Lemon Cheesecake Cake
Chef Bella
This Lemon Cheesecake Cake combines the tangy flavor of lemon with the creamy richness of cheesecake, layered between moist cake layers. It's the perfect treat for any occasion, offering a refreshing twist on traditional cakes.
Prep Time 30 minutes mins
Cook Time 50 minutes mins
Total Time 1 hour hr 20 minutes mins
Course Dessert
Cuisine American
For the Cheesecake Layer:
- 1 ½ cups cream cheese softened
- ½ cup sugar
- 2 large eggs
- 1 teaspoon vanilla extract
- ½ cup sour cream
- 2 tablespoons all-purpose flour
For the Lemon Cake Layer:
- 2 cups all-purpose flour
- 1 ½ teaspoons baking powder
- ½ teaspoon baking soda
- ¼ teaspoon salt
- 1 cup sugar
- ¾ cup butter softened
- 3 large eggs
- 1 teaspoon lemon zest
- 1 tablespoon fresh lemon juice
- 1 cup buttermilk
For the Lemon Glaze:
- 1 cup powdered sugar
- 2 tablespoons fresh lemon juice
- 1 teaspoon lemon zest
Cheesecake Layer:
Preheat oven to 325°F (163°C). Grease and line a 9-inch springform pan.

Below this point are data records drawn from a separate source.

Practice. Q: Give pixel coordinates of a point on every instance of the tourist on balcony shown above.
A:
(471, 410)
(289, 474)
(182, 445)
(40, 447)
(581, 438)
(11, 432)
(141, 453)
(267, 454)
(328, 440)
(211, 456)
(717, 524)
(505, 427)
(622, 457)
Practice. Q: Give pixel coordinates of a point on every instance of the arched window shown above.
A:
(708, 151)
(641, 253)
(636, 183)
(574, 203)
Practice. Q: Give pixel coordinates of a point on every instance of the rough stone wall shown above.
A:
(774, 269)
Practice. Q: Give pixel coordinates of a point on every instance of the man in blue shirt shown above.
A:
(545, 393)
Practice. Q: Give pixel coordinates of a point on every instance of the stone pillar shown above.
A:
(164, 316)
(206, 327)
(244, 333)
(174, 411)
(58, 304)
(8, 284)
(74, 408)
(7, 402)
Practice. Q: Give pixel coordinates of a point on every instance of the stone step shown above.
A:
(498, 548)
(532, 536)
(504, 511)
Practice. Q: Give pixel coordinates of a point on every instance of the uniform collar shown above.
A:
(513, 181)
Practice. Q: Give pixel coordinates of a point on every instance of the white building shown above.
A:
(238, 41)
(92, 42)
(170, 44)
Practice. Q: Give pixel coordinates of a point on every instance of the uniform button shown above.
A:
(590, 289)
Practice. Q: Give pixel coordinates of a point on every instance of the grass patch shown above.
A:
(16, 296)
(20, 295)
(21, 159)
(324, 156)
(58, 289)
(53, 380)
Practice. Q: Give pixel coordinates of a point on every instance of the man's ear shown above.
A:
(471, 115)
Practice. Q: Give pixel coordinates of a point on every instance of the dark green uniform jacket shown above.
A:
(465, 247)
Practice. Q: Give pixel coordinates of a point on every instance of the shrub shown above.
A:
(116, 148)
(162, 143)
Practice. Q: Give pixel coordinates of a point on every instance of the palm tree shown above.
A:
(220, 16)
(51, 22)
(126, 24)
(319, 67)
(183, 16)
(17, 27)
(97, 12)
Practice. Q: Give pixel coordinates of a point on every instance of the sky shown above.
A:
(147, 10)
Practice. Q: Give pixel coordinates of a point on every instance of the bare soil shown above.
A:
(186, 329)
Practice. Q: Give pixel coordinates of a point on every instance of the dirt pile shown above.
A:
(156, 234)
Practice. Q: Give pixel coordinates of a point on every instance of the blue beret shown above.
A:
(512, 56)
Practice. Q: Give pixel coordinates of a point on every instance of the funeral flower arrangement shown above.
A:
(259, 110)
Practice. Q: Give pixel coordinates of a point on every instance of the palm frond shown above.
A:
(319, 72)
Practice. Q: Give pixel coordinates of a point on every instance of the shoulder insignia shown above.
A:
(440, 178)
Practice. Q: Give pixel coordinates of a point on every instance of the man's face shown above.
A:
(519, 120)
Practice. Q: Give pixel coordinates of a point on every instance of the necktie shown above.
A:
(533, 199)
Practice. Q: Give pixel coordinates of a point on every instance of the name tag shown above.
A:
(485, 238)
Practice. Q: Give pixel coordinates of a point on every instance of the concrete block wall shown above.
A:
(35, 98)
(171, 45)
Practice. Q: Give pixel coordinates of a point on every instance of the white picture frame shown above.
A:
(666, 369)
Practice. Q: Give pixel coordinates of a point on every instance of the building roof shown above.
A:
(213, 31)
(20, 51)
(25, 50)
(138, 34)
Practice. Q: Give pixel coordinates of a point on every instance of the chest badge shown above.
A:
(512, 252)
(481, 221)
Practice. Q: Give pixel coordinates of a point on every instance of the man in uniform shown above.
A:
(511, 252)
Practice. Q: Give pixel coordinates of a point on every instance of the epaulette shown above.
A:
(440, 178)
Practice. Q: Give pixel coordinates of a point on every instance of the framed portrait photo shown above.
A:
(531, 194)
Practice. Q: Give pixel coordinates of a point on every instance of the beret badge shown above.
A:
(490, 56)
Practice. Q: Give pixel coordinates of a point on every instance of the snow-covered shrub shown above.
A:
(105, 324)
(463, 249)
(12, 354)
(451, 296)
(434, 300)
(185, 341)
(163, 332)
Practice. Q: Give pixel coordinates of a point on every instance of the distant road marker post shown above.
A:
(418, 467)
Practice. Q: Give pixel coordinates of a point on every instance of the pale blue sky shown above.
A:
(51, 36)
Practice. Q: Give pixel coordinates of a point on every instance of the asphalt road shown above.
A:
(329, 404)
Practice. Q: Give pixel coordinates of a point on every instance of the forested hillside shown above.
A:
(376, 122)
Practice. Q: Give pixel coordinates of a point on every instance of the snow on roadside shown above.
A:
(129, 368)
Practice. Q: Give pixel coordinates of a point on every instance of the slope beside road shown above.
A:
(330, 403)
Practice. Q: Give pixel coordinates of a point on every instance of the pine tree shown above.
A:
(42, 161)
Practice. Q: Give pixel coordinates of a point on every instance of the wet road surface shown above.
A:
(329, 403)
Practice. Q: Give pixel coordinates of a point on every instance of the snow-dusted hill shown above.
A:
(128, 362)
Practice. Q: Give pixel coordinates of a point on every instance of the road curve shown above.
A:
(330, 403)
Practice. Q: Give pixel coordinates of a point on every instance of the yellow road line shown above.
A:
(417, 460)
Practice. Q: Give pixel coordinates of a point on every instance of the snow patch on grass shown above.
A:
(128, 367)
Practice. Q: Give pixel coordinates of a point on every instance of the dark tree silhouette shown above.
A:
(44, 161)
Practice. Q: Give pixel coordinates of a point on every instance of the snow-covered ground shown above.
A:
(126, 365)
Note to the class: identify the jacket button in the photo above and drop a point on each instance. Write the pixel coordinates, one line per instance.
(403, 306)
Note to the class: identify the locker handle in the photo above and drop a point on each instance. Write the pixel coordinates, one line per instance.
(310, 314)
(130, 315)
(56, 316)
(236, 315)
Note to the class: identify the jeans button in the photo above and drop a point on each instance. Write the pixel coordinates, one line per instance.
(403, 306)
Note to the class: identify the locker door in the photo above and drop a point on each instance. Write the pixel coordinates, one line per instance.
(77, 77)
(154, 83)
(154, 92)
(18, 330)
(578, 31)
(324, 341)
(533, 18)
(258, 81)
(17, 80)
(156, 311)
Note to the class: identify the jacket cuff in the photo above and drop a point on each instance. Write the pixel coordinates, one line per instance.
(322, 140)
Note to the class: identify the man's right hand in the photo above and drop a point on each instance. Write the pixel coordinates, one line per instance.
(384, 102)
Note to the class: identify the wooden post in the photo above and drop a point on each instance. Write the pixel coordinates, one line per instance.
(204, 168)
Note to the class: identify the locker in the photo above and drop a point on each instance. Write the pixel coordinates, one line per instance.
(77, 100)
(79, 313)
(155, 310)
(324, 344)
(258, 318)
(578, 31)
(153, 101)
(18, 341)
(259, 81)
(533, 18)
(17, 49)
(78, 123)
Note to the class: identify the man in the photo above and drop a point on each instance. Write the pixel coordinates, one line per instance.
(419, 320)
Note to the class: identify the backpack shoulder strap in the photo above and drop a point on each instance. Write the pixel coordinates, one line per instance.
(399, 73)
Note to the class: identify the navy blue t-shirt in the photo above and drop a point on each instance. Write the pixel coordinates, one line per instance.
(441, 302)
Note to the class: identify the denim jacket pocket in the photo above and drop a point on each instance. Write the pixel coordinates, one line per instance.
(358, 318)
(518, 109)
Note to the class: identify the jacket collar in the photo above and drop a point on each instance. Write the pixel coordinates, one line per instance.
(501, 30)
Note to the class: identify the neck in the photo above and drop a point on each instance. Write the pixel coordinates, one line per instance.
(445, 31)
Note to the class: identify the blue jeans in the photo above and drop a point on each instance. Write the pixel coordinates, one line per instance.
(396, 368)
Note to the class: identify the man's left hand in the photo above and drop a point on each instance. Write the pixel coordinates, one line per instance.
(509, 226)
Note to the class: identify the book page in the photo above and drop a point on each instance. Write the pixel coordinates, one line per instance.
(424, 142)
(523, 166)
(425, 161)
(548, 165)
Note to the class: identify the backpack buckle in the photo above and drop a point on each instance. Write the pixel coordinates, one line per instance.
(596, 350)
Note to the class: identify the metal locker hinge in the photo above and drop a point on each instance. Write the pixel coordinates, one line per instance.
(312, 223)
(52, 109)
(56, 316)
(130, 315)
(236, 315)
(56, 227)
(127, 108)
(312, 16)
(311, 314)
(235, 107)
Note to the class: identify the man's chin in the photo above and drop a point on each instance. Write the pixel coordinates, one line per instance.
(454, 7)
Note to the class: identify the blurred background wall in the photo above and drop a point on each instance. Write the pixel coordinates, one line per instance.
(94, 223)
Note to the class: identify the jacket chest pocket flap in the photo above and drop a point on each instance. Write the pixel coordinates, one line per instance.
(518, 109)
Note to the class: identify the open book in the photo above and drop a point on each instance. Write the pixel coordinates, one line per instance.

Beat cream cheese, sugar, eggs, and vanilla until smooth. Stir in sour cream and flour.
Pour into pan and bake for 25 minutes. Let cool completely.
Lemon Cake Layer:
Preheat oven to 350°F (177°C). Grease a 9-inch round pan.
Mix dry ingredients. Cream butter, sugar, and eggs, then add lemon zest and juice.
Alternately add dry ingredients and buttermilk, mixing until smooth.
Bake for 25-30 minutes. Let cool completely.